Остаётся молиться, но уже настоящему Богу-вседержателю и просить его о чуде. Только чудо способно нас спасти! Современный управитель, похожий на Муссолини и Хрущёва одновременно, слабоват, чтоб загородить собой поток после сорванной плотины, да и методы его всё те же, что и у его предшественников, а время показало, что они, эти методы, годны только для разрушения: зажим, подавление, говорильня ничего доброго принести не могут. Общество слишком больно, и болезнь его прогрессирует «изнутри», а нутро-то это, сжавшееся от испуга, мелких страстей кусошника и выжиги, перешедшее во внуков и правнуков от дедов и прадедов, закрыто от всех и для всех. «Сдохни ты сегодня, а я завтра» – эта зловещая мораль, родившаяся в стране ГУЛАГ, залила, как болото, всю страну, весь народ, всё общество.

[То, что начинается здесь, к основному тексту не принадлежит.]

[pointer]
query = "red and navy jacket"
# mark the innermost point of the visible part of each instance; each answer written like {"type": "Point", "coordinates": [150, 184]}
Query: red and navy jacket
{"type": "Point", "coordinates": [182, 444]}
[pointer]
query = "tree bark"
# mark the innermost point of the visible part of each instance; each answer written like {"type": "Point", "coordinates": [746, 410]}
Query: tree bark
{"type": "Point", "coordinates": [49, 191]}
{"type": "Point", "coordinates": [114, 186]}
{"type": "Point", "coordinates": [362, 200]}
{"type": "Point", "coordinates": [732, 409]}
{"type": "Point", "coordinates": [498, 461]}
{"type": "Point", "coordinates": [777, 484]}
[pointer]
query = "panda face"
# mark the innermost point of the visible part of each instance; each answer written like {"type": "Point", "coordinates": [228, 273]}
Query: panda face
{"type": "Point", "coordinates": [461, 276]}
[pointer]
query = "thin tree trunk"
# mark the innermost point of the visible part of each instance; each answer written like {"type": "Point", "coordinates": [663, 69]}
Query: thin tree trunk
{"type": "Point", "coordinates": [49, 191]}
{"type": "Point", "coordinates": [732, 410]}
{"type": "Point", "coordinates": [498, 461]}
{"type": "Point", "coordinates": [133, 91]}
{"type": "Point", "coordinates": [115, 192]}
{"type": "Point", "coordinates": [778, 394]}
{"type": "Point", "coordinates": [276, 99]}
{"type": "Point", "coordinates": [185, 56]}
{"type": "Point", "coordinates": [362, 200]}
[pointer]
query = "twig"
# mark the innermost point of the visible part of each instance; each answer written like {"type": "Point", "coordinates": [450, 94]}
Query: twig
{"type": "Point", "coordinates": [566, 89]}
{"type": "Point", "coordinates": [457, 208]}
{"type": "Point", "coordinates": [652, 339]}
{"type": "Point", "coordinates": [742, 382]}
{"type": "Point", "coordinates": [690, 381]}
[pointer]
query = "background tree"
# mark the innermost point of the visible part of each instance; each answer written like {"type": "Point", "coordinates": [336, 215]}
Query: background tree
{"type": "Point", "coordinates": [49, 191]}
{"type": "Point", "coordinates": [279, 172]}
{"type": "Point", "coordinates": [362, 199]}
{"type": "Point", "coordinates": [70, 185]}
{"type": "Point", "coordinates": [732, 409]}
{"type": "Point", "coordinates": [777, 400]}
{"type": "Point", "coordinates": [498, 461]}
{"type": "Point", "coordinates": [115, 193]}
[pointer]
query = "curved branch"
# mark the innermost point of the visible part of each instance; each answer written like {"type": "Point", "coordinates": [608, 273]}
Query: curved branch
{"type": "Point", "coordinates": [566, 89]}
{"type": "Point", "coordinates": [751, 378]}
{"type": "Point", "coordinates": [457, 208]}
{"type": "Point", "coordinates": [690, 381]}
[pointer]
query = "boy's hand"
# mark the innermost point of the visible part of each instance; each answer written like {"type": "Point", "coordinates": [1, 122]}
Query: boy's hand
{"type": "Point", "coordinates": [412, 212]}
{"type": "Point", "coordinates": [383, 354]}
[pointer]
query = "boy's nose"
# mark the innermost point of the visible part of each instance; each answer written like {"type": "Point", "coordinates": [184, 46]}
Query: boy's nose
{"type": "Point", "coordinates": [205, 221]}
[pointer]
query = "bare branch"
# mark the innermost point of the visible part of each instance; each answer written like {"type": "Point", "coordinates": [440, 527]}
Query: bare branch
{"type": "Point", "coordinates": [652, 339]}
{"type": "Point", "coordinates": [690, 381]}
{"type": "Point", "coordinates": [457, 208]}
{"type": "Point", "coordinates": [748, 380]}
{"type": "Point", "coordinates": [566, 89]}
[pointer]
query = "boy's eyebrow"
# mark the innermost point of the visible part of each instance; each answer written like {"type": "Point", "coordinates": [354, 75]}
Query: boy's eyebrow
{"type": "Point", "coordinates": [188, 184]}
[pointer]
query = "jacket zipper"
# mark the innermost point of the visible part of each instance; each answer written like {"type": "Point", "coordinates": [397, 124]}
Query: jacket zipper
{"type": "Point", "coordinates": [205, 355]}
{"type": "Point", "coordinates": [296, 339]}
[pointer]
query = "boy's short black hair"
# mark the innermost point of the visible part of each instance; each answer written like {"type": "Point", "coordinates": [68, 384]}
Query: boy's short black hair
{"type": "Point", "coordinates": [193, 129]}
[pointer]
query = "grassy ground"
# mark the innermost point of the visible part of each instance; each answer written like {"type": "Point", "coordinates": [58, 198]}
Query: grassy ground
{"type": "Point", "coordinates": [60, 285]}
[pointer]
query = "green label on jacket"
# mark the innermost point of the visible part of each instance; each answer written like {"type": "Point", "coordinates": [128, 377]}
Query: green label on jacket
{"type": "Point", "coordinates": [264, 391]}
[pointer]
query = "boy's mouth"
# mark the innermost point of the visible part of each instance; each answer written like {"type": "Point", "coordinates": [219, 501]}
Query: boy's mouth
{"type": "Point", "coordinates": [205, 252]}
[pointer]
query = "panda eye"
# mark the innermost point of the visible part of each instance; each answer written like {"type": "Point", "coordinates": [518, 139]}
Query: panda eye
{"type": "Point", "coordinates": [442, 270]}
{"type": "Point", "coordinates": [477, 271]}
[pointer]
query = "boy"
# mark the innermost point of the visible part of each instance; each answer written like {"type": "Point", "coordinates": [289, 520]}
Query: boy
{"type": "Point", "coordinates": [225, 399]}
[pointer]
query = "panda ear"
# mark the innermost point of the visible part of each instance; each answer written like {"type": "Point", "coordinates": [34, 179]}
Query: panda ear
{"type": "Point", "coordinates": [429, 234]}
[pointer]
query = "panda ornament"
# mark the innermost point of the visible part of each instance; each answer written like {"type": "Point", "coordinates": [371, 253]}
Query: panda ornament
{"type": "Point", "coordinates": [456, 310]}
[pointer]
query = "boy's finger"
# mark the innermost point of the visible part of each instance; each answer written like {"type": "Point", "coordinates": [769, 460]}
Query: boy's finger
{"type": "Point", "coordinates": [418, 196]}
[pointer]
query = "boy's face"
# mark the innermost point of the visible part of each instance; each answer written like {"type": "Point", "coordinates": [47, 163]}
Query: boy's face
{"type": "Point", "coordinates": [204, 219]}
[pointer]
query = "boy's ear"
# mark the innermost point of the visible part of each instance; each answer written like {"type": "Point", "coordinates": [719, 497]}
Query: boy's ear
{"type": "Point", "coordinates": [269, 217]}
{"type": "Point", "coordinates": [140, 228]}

Заплатки на платье – частичная правда, позволение жить «морально», «по совести», терпеть и ждать снова – отправлены в народ элитой, которая жрёт, пьёт, ездит, даже моется и веселится отдельно от народа. «Узок их круг, страшно далеки они от народа…» – этот пассаж о декабристах вполне ложится на нашу руководящую верхушку.

1988

15 января 1988 г.

(Е. Е. Нестеренко)


Дорогой Евгений Евгеньевич!

Вот уже которое время живём мы «под знаком Нестеренко»! Сперва я прочитал горькую беседу с Вами о Мусоргском в «Советской России» (и представил: если б фамилия у него была Факторович, сколь камней, памятников и слов «самый гениальный» свалилось бы на нас! Уши б прожужжали, совсем бездарными бы нас поименовали на фоне гения Факторовича!). Но я иногда думаю, что наша безалаберность, наше благодушие, часто переходящее в бездушие, – всё же не навязчивая трескотня, а где-то и скромность науки, достоинство её, достойно в труде и делах выраженная и от сознания талантливости происходящая. Сказали же Вы, что «в Милан не стажироваться ездил, а петь».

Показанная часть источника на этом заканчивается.